40

Como todo ser humano amante de los tópicos sabe, no hay mal que por bien no venga. En este caso, la pequeña ventaja de ser prisionero de caníbales es que siempre hay muchos estupendos cuchillos afilados cerca, y Brian me liberó muy deprisa. Quitarme la cinta adhesiva de las muñecas no dolió tanto esta segunda vez, puesto que no quedaba mucho vello que arrancar de raíz, pero tampoco fue muy divertido, y dediqué un momento a masajearme las muñecas. Por lo visto, fue un momento demasiado largo.

—Tal vez podrías masajearte más tarde, hermano —sugirió Brian—. No podemos demorarnos.

Indicó la pasarela con un cabeceo.

—He de encontrar a Deborah.

Emitió un suspiro teatral.

—¿Qué hay entre tú y esa chica?

—Es mi hermana.

Brian sacudió la cabeza.

—Ya me lo imaginaba, pero démonos prisa, ¿de acuerdo?

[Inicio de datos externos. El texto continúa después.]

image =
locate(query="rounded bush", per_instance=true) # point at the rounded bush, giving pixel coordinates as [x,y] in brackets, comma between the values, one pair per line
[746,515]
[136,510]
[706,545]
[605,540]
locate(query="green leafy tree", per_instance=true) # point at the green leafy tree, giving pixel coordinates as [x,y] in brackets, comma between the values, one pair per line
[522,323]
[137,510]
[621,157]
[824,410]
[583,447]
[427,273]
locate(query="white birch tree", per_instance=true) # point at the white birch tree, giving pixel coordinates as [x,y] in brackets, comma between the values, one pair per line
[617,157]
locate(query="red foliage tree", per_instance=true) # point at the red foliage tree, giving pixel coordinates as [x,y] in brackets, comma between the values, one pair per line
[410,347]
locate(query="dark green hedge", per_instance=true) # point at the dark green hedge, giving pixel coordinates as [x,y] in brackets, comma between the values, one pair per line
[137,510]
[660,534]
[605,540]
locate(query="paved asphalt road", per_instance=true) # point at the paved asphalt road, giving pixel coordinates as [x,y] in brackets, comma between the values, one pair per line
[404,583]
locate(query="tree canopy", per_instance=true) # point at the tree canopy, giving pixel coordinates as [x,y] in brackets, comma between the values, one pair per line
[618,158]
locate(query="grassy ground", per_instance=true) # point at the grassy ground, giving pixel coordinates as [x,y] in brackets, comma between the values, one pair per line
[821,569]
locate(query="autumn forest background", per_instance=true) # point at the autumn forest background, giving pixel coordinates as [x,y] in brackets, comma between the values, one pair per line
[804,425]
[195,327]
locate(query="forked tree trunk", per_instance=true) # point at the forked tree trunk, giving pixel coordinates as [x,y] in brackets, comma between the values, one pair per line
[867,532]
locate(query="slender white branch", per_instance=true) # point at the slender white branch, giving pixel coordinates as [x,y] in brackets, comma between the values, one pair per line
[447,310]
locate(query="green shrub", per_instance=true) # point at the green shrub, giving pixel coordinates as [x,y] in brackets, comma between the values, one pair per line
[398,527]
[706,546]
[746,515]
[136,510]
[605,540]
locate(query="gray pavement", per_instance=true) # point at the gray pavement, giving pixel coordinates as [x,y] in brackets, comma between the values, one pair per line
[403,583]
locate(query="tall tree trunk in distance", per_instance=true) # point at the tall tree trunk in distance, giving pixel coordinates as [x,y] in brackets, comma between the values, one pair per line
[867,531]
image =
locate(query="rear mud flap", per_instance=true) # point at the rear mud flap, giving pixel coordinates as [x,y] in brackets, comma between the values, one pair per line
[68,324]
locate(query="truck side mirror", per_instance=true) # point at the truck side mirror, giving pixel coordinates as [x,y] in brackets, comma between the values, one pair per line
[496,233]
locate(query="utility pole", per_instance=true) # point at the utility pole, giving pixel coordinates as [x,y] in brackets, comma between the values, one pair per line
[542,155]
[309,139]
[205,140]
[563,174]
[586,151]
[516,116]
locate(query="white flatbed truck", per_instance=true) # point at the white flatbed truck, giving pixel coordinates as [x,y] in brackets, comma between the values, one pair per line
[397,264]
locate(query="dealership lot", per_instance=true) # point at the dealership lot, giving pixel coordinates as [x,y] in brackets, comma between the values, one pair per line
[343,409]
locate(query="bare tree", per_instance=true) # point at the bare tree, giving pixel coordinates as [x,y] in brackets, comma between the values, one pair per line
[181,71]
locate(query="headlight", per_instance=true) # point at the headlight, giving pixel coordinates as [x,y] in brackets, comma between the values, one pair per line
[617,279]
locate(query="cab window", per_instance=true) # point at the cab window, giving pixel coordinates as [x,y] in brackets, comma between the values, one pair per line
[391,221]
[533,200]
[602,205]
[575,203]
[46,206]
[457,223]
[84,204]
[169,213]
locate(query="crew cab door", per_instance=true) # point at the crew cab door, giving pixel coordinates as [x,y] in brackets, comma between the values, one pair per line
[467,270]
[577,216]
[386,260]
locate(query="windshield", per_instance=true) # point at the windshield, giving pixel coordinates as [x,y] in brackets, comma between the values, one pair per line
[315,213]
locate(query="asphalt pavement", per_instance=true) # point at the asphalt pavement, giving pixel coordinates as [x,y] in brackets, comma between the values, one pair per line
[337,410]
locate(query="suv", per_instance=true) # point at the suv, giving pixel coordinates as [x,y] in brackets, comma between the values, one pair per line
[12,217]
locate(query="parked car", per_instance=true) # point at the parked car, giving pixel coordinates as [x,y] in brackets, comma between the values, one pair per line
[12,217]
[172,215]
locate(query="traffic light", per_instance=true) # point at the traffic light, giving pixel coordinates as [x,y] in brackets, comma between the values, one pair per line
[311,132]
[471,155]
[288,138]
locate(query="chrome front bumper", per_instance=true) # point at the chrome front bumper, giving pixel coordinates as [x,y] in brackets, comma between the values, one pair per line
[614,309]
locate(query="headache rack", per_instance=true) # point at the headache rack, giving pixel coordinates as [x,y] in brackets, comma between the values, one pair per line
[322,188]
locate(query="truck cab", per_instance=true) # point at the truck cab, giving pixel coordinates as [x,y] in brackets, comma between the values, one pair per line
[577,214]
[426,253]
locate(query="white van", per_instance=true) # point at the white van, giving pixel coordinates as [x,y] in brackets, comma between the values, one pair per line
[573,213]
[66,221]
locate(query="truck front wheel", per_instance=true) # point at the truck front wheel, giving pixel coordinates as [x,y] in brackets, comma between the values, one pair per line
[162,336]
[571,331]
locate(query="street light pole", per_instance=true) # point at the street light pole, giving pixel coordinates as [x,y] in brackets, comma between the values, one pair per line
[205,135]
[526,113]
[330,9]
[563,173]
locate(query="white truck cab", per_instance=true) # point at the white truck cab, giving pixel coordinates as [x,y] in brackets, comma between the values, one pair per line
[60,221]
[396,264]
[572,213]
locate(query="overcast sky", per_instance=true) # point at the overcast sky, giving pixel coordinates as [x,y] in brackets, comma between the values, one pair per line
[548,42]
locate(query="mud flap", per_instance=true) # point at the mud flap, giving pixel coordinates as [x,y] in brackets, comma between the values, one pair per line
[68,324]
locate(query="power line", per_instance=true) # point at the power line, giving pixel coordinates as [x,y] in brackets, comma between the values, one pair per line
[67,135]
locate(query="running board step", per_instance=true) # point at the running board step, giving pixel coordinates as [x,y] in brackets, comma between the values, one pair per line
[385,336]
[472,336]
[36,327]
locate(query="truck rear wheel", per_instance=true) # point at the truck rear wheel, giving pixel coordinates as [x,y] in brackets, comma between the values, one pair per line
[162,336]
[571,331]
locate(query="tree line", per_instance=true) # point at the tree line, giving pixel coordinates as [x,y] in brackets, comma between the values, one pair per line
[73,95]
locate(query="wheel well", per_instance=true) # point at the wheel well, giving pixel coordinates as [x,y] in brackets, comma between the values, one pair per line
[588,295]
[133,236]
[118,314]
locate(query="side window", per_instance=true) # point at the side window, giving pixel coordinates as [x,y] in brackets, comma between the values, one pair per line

El parque está infestado de esos tipos, y creo que lo mejor sería evitarlos.

Tuvimos que pasar por delante del palo mayor para llegar hasta la puerta de la cabina, y pese a las prisas de Brian me detuve junto a Samantha, con mucho cuidado de no pisar el charco de sangre que había a su derecha. La examiné con detenimiento. Su cara estaba increíblemente pálida, y ya no se mecía ni gemía, y por un momento pensé que había muerto. Apoyé una mano en su cuello para buscar el pulso. Aún había, pero muy débil, y cuando le toqué el cuello abrió los ojos. Los globos oculares se agitaron y no consiguieron enfocarme, aunque estaba claro que no me reconocía. Entornó los ojos de nuevo y dijo algo que no pude oír, de modo que me acerqué más.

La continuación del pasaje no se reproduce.